Quand, sur un territoire donné, des structures privées sont disponibles pour garantir des besoins définis, il n'est effectivement pas illégitime que le décideur public choisisse d'y faire appel, d'autant que les garanties et les obligations attachées aux missions de service public sont soigneusement définies, qu'il s'agisse de l’égal accès aux soins, d'une prise en charge vingt-quatre heures sur vingt-quatre: ou d'une prise en charge sans dépassement d'honoraires.
Critique: ce n’est que si l’on constate une carence dans l’accomplissement de ses missions qu’il peut y avoir transfert vers les établissements privés.
Nous craignons fortement l’installation progressive d’une concurrence déloyale entre établissements et la marche vers une privatisation de notre système hospitalier. Votre texte obéit beaucoup plus à une logique gestionnaire qu’à une exigence d’appropriation qualitative de l’offre de soins.
Les communautés hospitalières de territoire
La CHT est conçue comme la forme de droit commun des nécessaires futures recompositions hospitalières publiques. Elle vise à favoriser le développement de complémentarités et les rapprochements entre hôpitaux publics autour de projets pertinents en termes d'activité médicale, de taille des établissements et de flux de population (structuration de l'offre de soins publique et la coordination des acteurs hospitaliers sur le terrain). La taille et les moyens permettent de mieux répondre aux besoins des populations d’un territoire en favorisant une plus grande souplesse d’organisation et de gestion.
– la communauté hospitalière de territoire « fédérative » l’un des établissements préexistants se voit déléguer des compétences par les autres établissements et assure ainsi le rôle d’établissement siège. La CHT définit une stratégie commune et mutualise des compétences (ressources humaines, programme d’investissements lourds, systèmes d’information...)
La communauté hospitalière fédérative s’appuie sur un établissement siège qui définit un projet stratégique et médical commun, en lien avec les CME des établissements qui y adhèrent, et détermine la politique d’investissement.
Pour certains aspects de la gestion, le CPOM de « l'établissement siège » s'impose à tous les membres de la CHT
Les établissements adhérents restent autonomes juridiquement et financièrement tout en s’inscrivant dans le projet stratégique commun.
– la communauté hospitalière de territoire « intégrée » les établissements préexistants confient à la CHT l’ensemble de leurs compétences et deviennent les différents sites de la communauté hospitalière de territoire intégrée ; ils conservent néanmoins des instances consultatives, à la différence de la fusion.
Critique: Il ne s'agit plus de travailler en réseau mais de favoriser une intégration verticale à partir d'une structure dominante qui récupère tous les pouvoirs.
La communauté hospitalière de territoire est l'outil idéal pour accélérer les restructurations, les transferts de services et les fermetures de sites.
Groupements de coopération sanitaire: améliorer le dispositif des GCS en le rendant plus lisible pour les acteurs.Mode de coopération privilégié entre les établissements de santé publics et privés, et qui permettent également les coopérations indispensables avec les professionnels de santé libéraux et le secteur médico-social Critiques: Elles doivent servir à la volonté d'optimiser les soins dans une logique de complémentarité et non d'économies, concues de façon collègiale et imaginative
Attractivité des carrières:
Salaires et place dans l'établissement: absence totale de démocratie participative, attractivité des salaires du privé (cardiologue public fin de carrière 80 000 euros brut et privé 200 000 euros brut)

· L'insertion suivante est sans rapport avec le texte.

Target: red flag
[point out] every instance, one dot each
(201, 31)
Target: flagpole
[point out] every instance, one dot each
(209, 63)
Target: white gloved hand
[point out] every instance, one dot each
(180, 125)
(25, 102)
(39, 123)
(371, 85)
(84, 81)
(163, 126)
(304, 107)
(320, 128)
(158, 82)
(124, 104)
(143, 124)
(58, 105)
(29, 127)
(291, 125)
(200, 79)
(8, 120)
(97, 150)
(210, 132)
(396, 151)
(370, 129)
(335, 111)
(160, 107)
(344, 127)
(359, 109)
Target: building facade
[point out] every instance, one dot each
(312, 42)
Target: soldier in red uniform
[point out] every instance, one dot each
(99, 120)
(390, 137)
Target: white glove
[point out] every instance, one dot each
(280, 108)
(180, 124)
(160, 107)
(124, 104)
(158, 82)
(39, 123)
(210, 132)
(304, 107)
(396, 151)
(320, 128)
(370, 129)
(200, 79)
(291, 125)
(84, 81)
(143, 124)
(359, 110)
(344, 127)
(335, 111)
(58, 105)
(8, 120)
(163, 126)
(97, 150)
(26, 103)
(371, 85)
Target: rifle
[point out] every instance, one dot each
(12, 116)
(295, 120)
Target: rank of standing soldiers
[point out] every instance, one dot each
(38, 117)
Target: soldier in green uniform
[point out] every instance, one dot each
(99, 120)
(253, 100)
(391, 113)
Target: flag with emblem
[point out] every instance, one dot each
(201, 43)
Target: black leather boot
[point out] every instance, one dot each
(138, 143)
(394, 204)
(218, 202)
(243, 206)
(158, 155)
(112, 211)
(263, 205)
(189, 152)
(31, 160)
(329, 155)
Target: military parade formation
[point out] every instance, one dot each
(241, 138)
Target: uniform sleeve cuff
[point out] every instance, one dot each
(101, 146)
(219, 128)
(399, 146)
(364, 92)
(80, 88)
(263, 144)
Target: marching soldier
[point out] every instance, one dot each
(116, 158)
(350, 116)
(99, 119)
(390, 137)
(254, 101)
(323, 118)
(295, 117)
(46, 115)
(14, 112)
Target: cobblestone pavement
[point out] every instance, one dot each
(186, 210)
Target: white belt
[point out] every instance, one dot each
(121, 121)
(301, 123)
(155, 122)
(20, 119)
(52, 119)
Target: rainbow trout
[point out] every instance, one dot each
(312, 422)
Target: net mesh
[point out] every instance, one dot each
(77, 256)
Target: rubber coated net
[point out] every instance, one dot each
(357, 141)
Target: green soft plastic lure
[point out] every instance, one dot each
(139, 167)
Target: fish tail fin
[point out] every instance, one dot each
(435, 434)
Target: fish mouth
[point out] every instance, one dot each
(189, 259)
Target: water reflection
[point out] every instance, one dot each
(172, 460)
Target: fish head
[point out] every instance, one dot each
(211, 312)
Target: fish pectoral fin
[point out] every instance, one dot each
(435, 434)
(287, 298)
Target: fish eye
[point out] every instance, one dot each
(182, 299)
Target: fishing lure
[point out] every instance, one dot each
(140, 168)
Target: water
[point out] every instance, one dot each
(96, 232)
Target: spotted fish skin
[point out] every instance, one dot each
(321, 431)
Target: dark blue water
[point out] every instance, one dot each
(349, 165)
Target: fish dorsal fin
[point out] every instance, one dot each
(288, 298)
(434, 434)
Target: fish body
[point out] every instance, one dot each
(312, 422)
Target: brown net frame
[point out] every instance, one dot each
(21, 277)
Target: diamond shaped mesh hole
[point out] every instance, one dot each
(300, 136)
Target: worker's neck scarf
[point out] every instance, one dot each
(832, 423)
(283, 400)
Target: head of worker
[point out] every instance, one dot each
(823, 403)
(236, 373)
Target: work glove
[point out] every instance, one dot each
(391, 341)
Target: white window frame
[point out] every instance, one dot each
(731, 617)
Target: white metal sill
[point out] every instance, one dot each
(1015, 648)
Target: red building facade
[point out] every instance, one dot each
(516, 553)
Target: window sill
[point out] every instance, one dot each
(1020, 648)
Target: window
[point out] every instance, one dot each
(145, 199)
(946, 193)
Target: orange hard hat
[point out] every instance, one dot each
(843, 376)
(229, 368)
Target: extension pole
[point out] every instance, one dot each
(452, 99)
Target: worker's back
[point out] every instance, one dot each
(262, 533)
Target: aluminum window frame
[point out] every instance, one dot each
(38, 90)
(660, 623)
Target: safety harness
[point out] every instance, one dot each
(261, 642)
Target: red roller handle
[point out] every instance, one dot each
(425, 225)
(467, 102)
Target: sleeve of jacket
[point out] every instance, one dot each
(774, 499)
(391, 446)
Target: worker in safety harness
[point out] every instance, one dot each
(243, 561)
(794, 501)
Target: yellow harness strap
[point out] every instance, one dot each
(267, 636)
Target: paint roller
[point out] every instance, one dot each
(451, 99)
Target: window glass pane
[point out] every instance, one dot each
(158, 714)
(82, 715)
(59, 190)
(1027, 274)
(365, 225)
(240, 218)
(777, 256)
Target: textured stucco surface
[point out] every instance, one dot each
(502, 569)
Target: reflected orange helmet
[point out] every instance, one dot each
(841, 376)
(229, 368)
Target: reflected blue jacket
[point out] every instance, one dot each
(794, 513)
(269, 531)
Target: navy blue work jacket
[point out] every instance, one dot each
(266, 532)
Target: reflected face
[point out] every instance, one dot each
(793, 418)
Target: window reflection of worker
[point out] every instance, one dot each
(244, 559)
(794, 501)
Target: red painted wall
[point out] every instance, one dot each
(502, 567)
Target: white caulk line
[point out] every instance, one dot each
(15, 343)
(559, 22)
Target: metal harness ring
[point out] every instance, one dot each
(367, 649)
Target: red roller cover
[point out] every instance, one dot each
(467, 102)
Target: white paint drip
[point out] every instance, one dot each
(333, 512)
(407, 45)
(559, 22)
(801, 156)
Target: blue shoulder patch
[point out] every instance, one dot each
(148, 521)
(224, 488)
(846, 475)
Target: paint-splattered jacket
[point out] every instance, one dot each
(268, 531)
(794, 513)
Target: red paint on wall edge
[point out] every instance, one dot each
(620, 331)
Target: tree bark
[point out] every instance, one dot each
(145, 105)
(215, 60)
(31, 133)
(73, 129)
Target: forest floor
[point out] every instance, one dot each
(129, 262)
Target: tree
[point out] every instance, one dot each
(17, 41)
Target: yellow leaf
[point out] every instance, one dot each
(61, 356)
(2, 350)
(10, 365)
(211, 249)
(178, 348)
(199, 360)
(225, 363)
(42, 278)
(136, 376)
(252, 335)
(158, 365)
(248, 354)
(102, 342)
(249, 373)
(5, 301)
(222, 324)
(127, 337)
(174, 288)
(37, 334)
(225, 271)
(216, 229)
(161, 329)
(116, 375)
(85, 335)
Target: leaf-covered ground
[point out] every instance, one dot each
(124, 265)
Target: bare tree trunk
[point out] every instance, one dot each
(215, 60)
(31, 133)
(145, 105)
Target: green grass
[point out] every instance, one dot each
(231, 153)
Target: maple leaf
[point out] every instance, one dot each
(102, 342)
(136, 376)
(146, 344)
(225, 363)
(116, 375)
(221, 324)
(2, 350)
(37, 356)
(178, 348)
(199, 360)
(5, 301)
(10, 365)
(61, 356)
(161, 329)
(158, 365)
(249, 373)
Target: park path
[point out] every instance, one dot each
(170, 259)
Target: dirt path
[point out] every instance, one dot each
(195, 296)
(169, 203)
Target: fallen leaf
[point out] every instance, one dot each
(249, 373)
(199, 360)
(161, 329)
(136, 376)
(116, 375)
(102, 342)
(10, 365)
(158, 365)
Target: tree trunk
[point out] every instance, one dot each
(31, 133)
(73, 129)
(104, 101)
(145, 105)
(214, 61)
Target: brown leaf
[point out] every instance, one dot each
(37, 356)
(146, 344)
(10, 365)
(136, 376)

Pour la chirurgie tout est fait pour organiser la fuite ou l'installation des praticiens vers le privé Statut de médecin contractuel : c'est la fin du statut de PH et de l'indépendance médicale (contrats ouverts aux praticiens titulaires pour d'un détachement limité dans le temps). Modulation des rémunérations sur la base d'objectifs et d'engagements individuels du praticien, notamment d'activité.
La rémunération du praticien comportera une part fixe et une part variable en fonction du degré de réalisation des objectifs (jusqu'à 70% de la part fixe)
Oui aux réformes non à l'hôpital entreprise (Réformes successives non digérées, la dernière Hôpital 2007, à peine terminée; en 1983 la comptabilité analytique (ce que coute chaque service) et 15 ans après une minorité d'hôpitaux l'avaient mise en place ( et on veut des directeurs ''omnipotents'' sans contre pouvoir.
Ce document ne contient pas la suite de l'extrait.